I wear some kind of house shoes in the house, the only time I'm barefoot is literally if I am in bed, when I get out of bed I immediately put on fresh socks and my house shoes. If I go down to the basement workshop I'll put on my "hey dudes" at a minimum. If I am leaving the house for any reason I will put on boots.

I am absolutely paranoid about foot safety.

When I was a kid my paternal grandfather said to me "Without eyes to see, you can't work. Without hands to grip things, you can't work. Without legs and feet, you can't stand to work"
It never left me, and I am now all about protect the eyes, hands, and feet at all costs.
We have some friends we trail ride side by sides with and they are always in flip flops or some other nonsense. My wife and I always have on our muckboots. Last big ride we had one of the rigs was stuck in mud and one of the "flip floppians" sliced their foot open on a stick trying to recover it.

I was in mud almost to my knees without a care.
 
OP
A

atch

Well-known member
Joined
Apr 4, 2006
Messages
842
Location
Columbia, Missouri
...Wear proper PPE every time. No safety squints for grinding that'll only take a few seconds. That includes proper respiratory gear, too...
EVERY TIME!!!!!!!!!!!!

I just posted this in the "Ever do something so stupid you wonder if you should be left unsupervised?" thread. So if you see this twice please disregard one instance.

I was going to modify a 7/16" wrench this afternoon by heating/bending it.
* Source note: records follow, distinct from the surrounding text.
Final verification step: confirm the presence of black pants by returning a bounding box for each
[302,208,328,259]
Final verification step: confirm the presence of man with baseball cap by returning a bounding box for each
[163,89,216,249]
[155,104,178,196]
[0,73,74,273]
Welding gloves and wood stove gloves were within 10' of where I was working. Did I reach for them? NO!!! I grabbed the garden variety leather work gloves lying on the bench. Result: big burn blister on my left index finger. Wouldn't have happened if I had used my head for something other than for marbles to roll around in.

Yeah; I consider proper gloves to be PPE.
 

sjvicker

Well-known member
Joined
Aug 9, 2014
Messages
600
Location
SW Washington
I live in a remote area and I dont use any chainsaws unless someone else is home with me.

Last Sunday I disturbed a large ground yellowjacket nest while taking out a stump with my skid steer. I was only stung 3 times in the face and 1 in the hand and I was extremely lucky as there was 100's of them flying around. Now the cab door stays closed when I'm working in the fields and we have a good stock of Benadryl on hand.